For the foregoing reasons, the decision of the Commissioner is reversed, and the Court remands the matter for further proceedings pursuant to Sentence 4 of 42 U.S.C. § 405(g).

LET JUDGMENT BE ENTERED ACCORDINGLY.

FootNotes


1. ancy A. Berryhill is now the Acting Commissioner of Social Security and is substituted for Acting Commissioner Carolyn W. Colvin in this case. See 42 U.S.C. §405(g).
2. RFC is the most a claimant can still do despite existing limitations. 20 C.F.R. § 404.1545(a)(1).
3. "Light work involves lifting no more than 20 pounds at a time with frequent lifting or carrying of objects weighing up to 10 pounds. Even though the weight lifted may be very little, a job is in this category when it requires a good deal of walking or standing, or when it involves sitting most of the time with some pushing and pulling of arm or leg controls. To be considered capable of performing a full or wide range of light work, you must have the ability to do substantially all of these activities. If someone can do light work, we determine that he or she can also do sedentary work, unless there are additional limiting factors such as loss of fine dexterity or inability to sit for long periods of time." 20 C.F.R. § 404.1567(b).

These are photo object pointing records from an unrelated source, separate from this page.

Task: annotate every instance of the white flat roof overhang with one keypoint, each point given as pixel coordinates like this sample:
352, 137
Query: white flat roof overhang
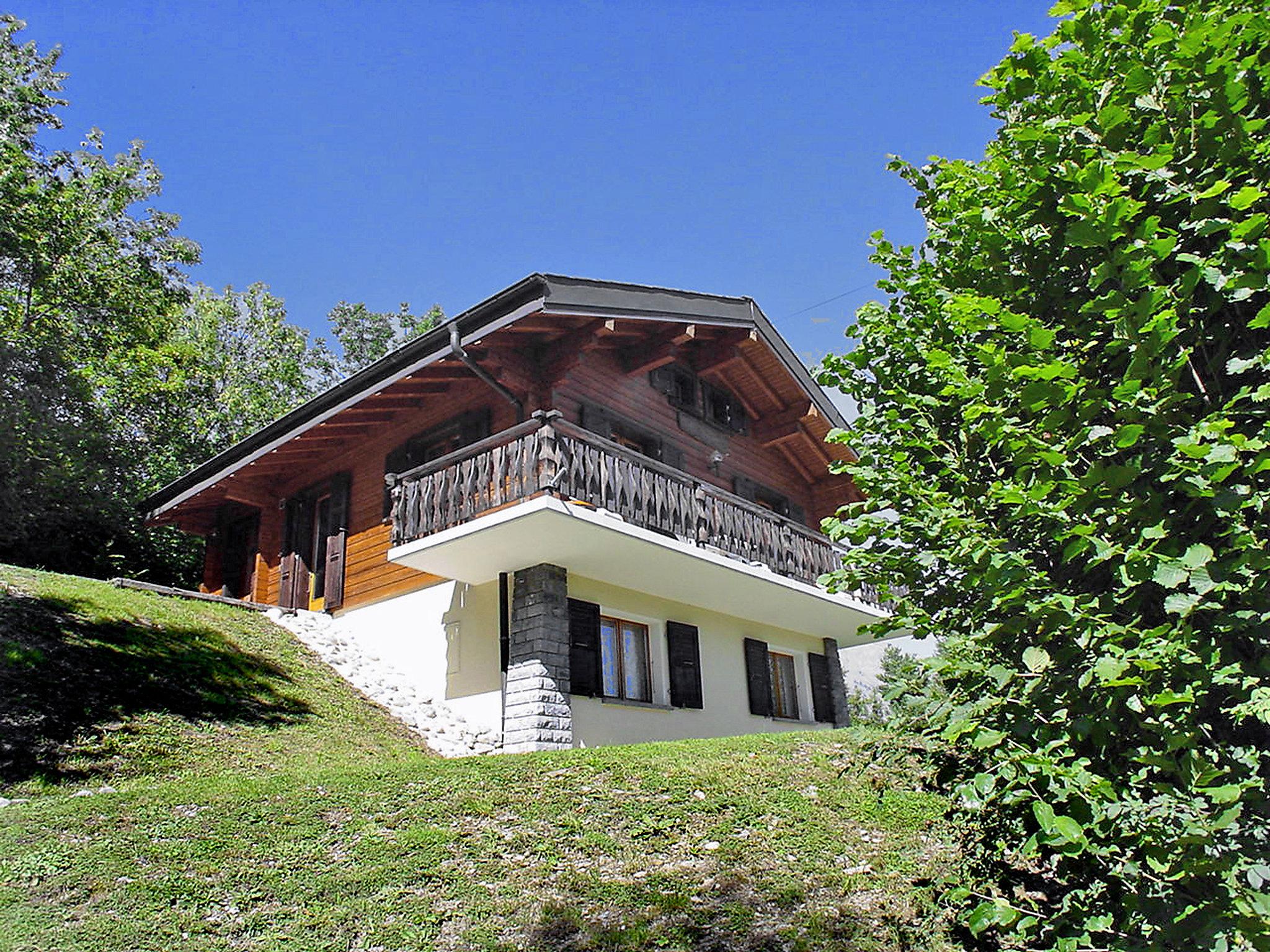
601, 546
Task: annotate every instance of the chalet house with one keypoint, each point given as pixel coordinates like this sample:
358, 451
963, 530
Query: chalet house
580, 512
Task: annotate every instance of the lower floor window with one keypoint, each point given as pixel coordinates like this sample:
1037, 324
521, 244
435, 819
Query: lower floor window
784, 687
624, 659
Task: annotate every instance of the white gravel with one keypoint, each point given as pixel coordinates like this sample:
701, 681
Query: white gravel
440, 726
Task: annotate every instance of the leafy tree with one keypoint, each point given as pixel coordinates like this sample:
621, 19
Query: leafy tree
87, 282
365, 335
1066, 450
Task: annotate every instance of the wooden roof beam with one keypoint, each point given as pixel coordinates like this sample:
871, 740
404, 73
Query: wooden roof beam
361, 414
773, 397
658, 350
389, 402
721, 352
796, 462
770, 428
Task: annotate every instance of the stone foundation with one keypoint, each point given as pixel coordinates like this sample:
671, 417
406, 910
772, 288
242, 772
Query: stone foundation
536, 712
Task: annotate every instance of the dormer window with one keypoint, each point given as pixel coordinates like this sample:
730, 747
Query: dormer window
723, 409
678, 384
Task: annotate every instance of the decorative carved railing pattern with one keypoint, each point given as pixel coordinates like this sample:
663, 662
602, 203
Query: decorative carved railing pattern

4. Defendant argues that the ALJ discounted Dr. Puri's opinion that Plaintiff is disabled with or without substance abuse because (1) Dr. Puri's treatment notes did not identify Plaintiff as having a substance abuse problem; (2) Plaintiff was not honest with various doctors about her use of drugs/alcohol and made inconsistent statements regarding her substance use; and (3) Dr. Layton testified that Plaintiff's abilities were impacted by her noncompliance with medical treatment and Plaintiff was capable of performing well-learned simple and complex tasks and jobs with superficial third-party contact. (Joint Stip. at 15). However, the ALJ did not articulate the second and third reasons that Defendant identifies and the Court perceives no basis for attributing the ALJ's implicit reliance on these reasons in discounting Dr. Puri's opinion. Therefore, the Court will not affirm the ALJ's decision to give little weight to Dr. Puri's opinion based on the second and third reasons identified by Defendant. Cf. Pinto v. Massanari, 249 F.3d 840, 847-48 (9th Cir. 2001).

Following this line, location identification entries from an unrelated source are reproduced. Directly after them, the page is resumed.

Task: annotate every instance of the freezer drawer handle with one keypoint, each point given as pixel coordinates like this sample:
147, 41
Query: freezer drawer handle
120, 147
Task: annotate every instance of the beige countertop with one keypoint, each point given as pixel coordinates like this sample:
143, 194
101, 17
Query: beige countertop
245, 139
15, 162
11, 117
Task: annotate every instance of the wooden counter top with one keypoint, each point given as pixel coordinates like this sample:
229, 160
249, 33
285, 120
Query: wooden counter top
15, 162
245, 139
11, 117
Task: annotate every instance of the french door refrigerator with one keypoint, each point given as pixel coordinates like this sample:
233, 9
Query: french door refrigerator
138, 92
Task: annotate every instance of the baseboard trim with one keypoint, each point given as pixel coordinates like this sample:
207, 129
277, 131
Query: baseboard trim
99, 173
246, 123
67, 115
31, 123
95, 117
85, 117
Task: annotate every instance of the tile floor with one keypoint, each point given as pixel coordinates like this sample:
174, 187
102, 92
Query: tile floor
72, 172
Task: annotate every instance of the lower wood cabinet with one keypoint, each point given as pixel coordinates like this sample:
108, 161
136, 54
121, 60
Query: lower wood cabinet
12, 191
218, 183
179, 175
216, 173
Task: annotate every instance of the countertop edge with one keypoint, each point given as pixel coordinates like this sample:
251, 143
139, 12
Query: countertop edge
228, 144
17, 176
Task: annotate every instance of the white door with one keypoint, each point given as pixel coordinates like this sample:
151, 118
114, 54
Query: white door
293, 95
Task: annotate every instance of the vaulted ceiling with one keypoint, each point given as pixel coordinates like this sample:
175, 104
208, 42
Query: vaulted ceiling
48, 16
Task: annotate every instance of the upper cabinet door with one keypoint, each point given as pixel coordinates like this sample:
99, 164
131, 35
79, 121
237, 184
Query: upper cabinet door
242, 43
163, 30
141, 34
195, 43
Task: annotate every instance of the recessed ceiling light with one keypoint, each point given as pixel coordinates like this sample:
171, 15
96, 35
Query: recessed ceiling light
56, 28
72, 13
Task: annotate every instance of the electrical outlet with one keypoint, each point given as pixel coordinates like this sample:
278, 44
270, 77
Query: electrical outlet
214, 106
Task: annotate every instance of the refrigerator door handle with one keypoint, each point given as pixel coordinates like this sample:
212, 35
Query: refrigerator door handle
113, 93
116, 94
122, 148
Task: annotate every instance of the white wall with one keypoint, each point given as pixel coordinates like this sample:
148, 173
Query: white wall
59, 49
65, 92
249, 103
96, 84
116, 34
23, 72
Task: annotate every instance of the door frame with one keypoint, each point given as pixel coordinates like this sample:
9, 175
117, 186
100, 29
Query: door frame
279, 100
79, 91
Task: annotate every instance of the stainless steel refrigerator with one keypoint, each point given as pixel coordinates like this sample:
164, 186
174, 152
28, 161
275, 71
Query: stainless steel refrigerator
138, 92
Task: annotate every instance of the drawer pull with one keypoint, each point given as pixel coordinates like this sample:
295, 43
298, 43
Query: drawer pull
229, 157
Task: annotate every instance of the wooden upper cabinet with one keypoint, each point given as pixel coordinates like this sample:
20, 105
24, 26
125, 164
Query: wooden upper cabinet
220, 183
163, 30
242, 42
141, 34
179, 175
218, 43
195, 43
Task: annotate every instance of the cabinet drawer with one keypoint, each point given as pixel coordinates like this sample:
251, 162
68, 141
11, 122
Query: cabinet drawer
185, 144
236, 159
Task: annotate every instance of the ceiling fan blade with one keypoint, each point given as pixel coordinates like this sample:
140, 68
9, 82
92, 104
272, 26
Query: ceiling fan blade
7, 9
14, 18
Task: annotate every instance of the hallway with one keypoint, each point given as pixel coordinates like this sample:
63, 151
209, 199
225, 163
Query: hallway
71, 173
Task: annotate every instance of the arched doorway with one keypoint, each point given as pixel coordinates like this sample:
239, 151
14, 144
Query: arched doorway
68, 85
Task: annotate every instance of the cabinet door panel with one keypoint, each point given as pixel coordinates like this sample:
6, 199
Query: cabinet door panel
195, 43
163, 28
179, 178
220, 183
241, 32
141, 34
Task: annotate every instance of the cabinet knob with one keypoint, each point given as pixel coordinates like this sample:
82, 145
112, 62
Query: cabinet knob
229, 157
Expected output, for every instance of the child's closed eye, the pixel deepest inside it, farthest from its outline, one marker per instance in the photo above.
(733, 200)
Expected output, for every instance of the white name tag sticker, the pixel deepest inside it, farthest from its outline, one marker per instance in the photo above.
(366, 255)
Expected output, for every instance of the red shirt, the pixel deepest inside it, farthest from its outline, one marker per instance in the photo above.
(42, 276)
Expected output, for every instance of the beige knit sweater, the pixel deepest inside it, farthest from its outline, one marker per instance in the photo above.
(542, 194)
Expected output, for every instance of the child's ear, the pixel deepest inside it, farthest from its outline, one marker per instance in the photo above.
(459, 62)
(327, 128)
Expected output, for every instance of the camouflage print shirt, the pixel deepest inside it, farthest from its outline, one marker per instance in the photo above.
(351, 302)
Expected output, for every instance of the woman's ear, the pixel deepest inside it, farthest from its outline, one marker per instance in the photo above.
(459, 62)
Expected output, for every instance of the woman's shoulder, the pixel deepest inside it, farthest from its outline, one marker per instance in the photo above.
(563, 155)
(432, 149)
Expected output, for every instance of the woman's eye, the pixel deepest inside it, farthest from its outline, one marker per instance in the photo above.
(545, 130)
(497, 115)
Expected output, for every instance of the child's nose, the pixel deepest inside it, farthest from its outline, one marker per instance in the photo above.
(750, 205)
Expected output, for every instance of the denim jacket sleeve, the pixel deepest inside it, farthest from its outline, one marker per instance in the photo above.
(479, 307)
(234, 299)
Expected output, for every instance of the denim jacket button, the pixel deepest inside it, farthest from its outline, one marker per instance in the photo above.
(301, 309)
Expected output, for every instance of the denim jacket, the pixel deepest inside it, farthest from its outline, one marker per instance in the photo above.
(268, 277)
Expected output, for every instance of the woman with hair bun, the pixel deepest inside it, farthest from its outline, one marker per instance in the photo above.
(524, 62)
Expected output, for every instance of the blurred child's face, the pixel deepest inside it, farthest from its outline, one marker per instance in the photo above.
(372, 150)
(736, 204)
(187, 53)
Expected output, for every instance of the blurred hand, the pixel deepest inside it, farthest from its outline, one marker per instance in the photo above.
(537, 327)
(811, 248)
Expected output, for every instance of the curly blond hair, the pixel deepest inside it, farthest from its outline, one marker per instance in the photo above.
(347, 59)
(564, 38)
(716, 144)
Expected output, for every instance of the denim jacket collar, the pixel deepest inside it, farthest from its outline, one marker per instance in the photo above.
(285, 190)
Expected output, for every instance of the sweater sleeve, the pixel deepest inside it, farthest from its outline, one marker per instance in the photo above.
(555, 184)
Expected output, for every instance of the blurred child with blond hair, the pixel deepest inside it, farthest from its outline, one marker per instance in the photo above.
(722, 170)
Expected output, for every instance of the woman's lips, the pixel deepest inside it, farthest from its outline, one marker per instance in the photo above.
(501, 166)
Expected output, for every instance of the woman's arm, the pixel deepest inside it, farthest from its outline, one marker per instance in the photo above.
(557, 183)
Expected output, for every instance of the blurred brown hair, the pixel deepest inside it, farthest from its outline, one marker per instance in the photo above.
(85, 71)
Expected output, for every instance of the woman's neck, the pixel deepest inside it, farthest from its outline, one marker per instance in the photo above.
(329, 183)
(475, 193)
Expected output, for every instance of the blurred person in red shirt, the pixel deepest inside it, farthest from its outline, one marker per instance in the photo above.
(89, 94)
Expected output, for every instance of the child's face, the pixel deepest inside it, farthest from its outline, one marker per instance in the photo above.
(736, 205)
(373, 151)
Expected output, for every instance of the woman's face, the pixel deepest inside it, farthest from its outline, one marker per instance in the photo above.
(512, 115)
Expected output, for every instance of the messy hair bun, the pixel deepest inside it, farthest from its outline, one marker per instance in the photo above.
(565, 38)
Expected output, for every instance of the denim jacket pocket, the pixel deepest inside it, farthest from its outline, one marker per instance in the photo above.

5. See Program Operations Manual System, GN 0440.001 List of Acronyms, Soc. Sec. Admin. (July2, 2012), https://secure.ssa.gov/apps10/poms.nsf/lnx/0204440001.

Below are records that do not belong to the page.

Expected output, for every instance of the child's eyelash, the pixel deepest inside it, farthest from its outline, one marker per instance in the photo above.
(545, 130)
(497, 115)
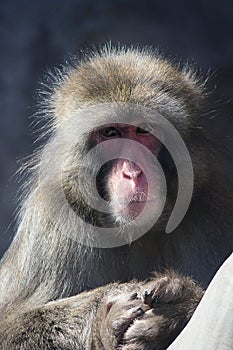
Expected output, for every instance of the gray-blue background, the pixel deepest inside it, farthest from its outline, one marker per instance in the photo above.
(36, 35)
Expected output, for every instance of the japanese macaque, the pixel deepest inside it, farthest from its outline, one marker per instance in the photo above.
(114, 175)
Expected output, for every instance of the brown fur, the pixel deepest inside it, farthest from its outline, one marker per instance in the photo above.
(45, 263)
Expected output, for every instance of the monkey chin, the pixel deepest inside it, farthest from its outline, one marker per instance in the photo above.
(132, 209)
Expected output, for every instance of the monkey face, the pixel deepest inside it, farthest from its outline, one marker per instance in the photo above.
(123, 182)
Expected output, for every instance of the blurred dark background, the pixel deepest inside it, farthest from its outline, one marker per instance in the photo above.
(37, 35)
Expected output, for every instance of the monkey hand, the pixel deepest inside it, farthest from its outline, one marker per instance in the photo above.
(152, 317)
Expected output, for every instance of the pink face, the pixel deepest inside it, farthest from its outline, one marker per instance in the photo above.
(126, 182)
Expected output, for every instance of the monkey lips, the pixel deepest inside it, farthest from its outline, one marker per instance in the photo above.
(129, 189)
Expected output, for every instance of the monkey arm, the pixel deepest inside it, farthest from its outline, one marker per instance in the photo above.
(129, 316)
(65, 324)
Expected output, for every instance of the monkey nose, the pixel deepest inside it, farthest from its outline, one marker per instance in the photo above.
(131, 171)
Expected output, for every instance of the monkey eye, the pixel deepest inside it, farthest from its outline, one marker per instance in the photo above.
(143, 129)
(110, 131)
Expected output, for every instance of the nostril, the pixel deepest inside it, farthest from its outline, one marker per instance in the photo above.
(131, 175)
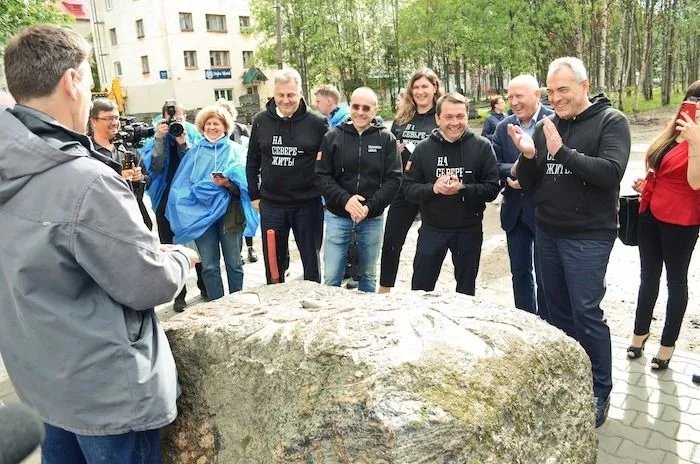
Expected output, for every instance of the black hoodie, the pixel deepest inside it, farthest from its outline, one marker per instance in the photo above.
(415, 130)
(282, 151)
(351, 163)
(470, 158)
(577, 189)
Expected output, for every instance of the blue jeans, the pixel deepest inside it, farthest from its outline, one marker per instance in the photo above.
(573, 277)
(63, 447)
(208, 245)
(521, 240)
(337, 243)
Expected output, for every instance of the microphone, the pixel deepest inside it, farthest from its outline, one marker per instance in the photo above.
(21, 431)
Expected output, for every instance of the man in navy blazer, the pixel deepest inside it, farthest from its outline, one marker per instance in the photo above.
(518, 205)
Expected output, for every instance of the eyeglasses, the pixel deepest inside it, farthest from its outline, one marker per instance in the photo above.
(365, 108)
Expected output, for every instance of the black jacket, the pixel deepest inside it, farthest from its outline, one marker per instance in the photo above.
(577, 190)
(470, 158)
(282, 152)
(351, 163)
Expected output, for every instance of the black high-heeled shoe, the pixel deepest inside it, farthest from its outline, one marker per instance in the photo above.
(658, 364)
(635, 352)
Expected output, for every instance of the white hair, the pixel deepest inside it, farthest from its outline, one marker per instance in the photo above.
(574, 64)
(283, 76)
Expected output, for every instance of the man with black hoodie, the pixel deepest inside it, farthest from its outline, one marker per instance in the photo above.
(283, 144)
(451, 175)
(359, 172)
(574, 162)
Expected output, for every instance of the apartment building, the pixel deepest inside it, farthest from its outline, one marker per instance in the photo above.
(192, 51)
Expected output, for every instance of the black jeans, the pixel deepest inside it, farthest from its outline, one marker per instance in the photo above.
(670, 245)
(399, 219)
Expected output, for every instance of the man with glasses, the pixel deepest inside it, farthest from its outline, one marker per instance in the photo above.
(104, 122)
(283, 144)
(359, 171)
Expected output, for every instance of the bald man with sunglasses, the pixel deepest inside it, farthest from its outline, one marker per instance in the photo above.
(359, 172)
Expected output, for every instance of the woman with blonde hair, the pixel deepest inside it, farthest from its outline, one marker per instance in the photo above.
(209, 200)
(415, 120)
(669, 222)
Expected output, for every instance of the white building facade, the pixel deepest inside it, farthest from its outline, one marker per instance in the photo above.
(192, 51)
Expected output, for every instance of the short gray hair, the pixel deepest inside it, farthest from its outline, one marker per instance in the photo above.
(283, 76)
(574, 64)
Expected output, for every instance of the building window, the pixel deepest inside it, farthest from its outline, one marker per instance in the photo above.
(226, 94)
(190, 59)
(144, 65)
(247, 58)
(186, 22)
(216, 23)
(139, 29)
(219, 59)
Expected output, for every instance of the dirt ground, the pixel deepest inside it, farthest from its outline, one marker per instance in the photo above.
(494, 281)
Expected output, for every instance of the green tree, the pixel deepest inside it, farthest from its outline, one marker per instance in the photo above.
(16, 14)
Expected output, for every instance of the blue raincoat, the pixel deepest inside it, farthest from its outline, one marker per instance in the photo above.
(158, 179)
(195, 201)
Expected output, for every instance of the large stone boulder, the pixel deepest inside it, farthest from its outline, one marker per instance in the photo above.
(304, 373)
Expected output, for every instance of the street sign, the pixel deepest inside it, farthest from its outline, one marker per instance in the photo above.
(221, 73)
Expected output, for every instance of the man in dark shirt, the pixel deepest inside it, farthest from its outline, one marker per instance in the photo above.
(104, 122)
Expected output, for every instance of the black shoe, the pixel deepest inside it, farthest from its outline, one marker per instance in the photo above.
(601, 410)
(252, 255)
(179, 305)
(635, 352)
(658, 364)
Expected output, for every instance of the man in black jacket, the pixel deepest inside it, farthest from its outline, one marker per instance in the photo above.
(451, 175)
(574, 162)
(283, 144)
(359, 172)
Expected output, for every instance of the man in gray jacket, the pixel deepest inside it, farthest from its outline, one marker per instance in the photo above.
(80, 271)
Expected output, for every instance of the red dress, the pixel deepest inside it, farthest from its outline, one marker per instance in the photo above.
(667, 191)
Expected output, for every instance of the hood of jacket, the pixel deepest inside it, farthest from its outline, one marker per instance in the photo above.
(26, 132)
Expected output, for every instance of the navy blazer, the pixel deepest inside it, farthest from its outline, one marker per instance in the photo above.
(514, 201)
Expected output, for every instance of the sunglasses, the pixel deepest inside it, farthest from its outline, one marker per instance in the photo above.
(365, 108)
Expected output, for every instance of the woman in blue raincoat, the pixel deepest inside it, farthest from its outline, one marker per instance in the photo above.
(209, 201)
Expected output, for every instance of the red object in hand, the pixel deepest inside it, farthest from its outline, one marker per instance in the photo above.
(272, 256)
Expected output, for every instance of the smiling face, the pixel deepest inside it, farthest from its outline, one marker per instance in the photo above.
(363, 108)
(423, 94)
(524, 98)
(287, 97)
(214, 128)
(452, 120)
(567, 96)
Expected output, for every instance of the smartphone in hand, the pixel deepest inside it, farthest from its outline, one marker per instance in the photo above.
(690, 108)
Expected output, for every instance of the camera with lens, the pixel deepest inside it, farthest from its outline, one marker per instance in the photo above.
(175, 127)
(132, 133)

6. An ALJ may not render his own medical opinion or substitute his own diagnosis for that of the claimant's physician. See Tackett v. Apfel, 180 F.3d 1094, 1102 (9th Cir. 1999); see also Day v. Weinberger, 522 F.2d 1154, 1156 (9th Cir. 1975) (hearing examiner erred by failing to "set forth any specific reasons for rejecting the . . . doctors' uncontroverted conclusions" and instead making "his own exploration and assessment as to claimant's physical condition" even though he "was not qualified as a medical expert"); Gonzalez Perez v. Sec'y of Health & Human Servs., 812 F.2d 747, 749 (1st Cir. 1987) (ALJ may not "substitute his own layman's opinion for the findings and opinion of a physician"); Ferguson v. Schweiker, 765 F.2d 31, 37 (3d Cir. 1985) (ALJ may not substitute his interpretation of laboratory reports for that of a physician); McBrayer v. Sec'y of Health and Human Servs., 712 F.2d 795, 799 (2d Cir. 1983) (ALJ cannot arbitrarily substitute own judgment for competent medical opinion).